Data & SymInfo

PyneCore needs two things to run a script: OHLCV data (candles) and SymInfo (symbol metadata). This page covers all the ways to provide them.

OHLCV Data

The OHLCV Type

Every candle in PyneCore is an OHLCV namedtuple:

  from pynecore.types.ohlcv import OHLCV

candle = OHLCV(
    timestamp=1704067200,   # Unix epoch in SECONDS (not milliseconds!)
    open=42000.0,
    high=42500.0,
    low=41800.0,
    close=42300.0,
    volume=1000.0,
)
  

Important: Timestamps are in seconds.
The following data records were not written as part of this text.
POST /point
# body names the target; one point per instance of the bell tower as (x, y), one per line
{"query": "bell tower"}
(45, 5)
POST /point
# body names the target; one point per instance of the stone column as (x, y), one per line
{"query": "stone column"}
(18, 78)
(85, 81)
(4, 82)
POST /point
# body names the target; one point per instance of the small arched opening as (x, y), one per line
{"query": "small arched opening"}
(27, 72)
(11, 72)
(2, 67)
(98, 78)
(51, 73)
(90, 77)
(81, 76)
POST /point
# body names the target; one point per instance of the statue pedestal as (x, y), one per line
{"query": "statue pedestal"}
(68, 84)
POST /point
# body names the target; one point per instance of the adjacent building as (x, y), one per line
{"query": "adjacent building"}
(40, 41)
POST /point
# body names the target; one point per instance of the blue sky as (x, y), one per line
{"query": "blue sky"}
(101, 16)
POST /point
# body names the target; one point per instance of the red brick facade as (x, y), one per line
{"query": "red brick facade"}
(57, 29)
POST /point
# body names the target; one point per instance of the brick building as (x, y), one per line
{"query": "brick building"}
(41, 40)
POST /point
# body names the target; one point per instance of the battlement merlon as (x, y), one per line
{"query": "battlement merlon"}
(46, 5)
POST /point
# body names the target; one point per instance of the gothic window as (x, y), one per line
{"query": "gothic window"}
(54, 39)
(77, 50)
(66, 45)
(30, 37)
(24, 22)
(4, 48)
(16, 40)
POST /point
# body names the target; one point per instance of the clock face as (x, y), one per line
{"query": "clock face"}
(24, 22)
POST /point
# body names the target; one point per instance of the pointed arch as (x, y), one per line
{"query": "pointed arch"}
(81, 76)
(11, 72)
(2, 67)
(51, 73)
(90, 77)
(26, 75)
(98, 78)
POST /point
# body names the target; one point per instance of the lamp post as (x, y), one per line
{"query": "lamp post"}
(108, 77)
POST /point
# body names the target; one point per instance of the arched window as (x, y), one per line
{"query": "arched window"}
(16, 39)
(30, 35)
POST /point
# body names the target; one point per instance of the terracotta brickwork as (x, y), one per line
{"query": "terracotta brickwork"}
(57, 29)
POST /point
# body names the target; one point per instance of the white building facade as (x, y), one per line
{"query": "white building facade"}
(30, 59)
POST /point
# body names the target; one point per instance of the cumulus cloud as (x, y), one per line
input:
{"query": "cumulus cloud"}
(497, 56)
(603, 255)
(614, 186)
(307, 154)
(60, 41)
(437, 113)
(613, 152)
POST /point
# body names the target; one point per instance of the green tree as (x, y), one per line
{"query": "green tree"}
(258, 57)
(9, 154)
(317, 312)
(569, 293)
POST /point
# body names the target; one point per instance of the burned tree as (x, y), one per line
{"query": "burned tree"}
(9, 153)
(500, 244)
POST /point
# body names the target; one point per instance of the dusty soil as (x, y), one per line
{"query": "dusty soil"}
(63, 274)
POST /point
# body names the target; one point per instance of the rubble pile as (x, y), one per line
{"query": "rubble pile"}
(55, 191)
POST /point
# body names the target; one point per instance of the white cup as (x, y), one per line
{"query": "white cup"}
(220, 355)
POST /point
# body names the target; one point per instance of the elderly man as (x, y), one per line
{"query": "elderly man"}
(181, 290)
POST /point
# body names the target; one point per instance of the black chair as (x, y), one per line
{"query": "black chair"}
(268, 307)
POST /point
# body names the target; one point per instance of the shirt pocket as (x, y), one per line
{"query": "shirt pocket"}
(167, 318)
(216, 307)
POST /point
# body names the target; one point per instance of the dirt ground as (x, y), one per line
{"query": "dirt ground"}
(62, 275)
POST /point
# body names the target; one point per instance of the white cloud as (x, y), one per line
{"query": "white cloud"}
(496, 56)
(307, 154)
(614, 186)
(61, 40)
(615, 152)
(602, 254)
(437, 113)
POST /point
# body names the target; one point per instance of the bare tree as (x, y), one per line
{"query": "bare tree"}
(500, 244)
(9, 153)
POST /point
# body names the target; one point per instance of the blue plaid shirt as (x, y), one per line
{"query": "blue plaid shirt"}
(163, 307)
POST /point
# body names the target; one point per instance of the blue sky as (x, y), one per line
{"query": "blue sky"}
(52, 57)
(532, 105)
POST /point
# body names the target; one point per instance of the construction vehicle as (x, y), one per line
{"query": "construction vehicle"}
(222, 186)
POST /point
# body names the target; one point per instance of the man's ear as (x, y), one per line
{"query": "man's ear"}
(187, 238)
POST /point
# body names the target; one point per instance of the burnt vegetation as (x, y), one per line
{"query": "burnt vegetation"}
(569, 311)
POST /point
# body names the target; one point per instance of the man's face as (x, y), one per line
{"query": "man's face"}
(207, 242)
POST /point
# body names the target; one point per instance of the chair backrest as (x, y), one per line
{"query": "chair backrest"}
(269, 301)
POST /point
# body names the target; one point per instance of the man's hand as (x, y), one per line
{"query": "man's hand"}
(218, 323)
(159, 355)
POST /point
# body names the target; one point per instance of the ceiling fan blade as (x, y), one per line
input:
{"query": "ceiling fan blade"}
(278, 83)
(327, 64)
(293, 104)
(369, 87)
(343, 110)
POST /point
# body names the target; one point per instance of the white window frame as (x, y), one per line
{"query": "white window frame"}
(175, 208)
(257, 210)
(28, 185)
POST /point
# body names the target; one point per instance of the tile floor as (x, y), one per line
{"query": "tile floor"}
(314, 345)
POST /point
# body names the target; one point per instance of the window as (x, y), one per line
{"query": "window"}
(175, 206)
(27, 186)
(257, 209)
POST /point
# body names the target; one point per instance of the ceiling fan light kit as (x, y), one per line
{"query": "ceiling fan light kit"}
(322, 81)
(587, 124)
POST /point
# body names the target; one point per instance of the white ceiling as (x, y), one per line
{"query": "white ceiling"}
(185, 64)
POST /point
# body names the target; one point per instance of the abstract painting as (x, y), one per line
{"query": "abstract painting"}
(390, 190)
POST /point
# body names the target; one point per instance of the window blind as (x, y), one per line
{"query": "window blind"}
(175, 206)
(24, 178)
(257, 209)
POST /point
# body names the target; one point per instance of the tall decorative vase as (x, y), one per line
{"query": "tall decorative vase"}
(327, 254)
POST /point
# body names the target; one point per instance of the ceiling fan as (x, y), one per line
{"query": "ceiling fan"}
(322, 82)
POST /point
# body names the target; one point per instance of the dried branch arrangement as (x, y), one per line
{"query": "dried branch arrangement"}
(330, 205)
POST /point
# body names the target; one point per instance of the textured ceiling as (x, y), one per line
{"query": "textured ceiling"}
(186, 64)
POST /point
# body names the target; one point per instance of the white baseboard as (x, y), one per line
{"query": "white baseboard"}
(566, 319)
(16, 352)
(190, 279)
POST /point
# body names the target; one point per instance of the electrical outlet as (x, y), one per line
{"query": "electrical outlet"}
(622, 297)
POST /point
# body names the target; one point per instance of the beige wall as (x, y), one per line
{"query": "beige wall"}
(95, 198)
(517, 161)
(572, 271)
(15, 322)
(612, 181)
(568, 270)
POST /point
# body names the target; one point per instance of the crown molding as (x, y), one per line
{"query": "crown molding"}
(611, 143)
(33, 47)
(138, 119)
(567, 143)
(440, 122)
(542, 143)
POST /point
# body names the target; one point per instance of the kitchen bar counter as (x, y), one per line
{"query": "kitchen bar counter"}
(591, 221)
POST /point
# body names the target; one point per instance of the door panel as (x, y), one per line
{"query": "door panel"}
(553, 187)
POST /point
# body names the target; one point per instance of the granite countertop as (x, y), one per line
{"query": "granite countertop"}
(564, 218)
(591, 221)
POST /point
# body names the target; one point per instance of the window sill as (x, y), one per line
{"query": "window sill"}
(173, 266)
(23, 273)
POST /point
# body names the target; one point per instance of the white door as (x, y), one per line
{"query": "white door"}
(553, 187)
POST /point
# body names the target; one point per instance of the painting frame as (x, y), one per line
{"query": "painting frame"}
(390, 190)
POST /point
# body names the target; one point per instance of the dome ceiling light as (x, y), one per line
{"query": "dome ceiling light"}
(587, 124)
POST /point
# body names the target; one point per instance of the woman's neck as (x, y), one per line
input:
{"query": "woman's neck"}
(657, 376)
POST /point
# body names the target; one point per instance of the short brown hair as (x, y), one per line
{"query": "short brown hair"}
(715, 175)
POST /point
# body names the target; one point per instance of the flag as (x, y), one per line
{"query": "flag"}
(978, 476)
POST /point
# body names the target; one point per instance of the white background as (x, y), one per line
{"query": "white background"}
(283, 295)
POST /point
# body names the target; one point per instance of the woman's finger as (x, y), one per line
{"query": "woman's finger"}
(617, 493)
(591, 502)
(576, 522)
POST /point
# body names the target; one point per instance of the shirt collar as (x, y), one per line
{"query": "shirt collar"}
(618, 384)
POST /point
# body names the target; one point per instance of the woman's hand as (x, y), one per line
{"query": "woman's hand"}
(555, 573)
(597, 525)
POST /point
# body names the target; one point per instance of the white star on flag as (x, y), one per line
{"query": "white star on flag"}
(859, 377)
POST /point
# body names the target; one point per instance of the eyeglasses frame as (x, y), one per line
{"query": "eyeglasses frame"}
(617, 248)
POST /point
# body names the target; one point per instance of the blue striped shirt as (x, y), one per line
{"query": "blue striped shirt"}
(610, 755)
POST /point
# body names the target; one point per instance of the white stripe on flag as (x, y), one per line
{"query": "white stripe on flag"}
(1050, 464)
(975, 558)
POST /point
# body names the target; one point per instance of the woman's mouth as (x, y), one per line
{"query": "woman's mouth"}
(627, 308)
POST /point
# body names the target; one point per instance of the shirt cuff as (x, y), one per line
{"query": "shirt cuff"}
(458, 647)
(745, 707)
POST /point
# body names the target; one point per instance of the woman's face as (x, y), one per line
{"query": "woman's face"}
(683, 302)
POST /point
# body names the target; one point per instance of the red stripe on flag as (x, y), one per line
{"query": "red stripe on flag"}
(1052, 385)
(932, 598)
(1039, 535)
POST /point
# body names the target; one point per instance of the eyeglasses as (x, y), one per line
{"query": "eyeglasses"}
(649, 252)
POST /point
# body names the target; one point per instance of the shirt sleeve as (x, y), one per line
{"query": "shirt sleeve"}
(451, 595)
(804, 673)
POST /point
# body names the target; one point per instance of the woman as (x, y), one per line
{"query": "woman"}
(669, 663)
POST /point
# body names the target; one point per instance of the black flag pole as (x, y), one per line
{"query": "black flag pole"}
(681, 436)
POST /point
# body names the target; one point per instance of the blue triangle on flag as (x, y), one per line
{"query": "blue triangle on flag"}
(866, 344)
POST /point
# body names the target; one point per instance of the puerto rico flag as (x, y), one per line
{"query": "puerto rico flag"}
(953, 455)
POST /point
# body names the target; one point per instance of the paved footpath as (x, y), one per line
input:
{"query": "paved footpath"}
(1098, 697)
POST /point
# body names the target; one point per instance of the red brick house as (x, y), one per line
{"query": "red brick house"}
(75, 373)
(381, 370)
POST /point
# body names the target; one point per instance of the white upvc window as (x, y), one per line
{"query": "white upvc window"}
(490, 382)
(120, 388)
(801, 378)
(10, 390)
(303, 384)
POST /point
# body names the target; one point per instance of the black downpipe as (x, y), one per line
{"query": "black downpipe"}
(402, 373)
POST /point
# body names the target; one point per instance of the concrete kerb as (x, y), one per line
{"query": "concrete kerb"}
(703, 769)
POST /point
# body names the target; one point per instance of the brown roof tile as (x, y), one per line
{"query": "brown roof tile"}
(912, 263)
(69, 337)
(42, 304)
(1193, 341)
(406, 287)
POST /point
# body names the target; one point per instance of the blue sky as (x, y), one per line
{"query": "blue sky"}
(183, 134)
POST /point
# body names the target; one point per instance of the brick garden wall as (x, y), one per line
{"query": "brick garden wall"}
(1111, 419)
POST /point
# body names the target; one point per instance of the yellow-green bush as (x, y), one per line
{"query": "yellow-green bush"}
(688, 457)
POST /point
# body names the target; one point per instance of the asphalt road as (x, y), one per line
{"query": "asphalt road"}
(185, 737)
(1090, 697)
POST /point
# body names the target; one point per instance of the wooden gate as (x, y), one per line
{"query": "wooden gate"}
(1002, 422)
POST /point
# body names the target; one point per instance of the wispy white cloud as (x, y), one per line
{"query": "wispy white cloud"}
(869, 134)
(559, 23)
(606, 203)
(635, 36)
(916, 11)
Many exchange APIs (CCXT, Binance) return milliseconds — divide by 1000.

Option 1: From a CSV File

Use DataConverter to convert CSV data to PyneCore’s binary OHLCV format:

  from pathlib import Path
from pynecore.core.data_converter import DataConverter
from pynecore.core.ohlcv_file import OHLCVReader

csv_path = Path("data/BTCUSD_1h.csv")

# Convert CSV → .ohlcv binary + .toml metadata
DataConverter().convert_to_ohlcv(csv_path)

# Read the converted data
ohlcv_path = csv_path.with_suffix(".ohlcv")
with OHLCVReader(ohlcv_path) as reader:
    for candle in reader.read_from(reader.start_timestamp, reader.end_timestamp):
        print(candle.close)
  

The converter automatically detects:

  • Column mapping (timestamp, open, high, low, close, volume)
  • Timezone from timestamps (DST-aware)
  • Tick size, trading hours, symbol type

Option 2: Create OHLCV Objects Directly

For custom data sources (APIs, databases, websockets), create OHLCV objects directly:

  from pynecore.types.ohlcv import OHLCV

# From a REST API
def fetch_from_api():
    response = requests.get("https://api.exchange.com/ohlcv/BTCUSD/1h")
    for bar in response.json():
        yield OHLCV(
            timestamp=bar["time"],           # must be seconds
            open=bar["o"], high=bar["h"],
            low=bar["l"], close=bar["c"],
            volume=bar["v"],
        )

# From a pandas DataFrame
def from_dataframe(df):
    for row in df.itertuples():
        yield OHLCV(
            timestamp=int(row.Index.timestamp()),
            open=row.open, high=row.high,
            low=row.low, close=row.close,
            volume=row.volume,
        )

# From a database
def from_database(cursor):
    cursor.execute("SELECT ts, o, h, l, c, vol FROM candles ORDER BY ts")
    for row in cursor:
        yield OHLCV(timestamp=row[0], open=row[1], high=row[2],
                     low=row[3], close=row[4], volume=row[5])
  

ScriptRunner accepts any Iterable[OHLCV] — lists, generators, and readers all work.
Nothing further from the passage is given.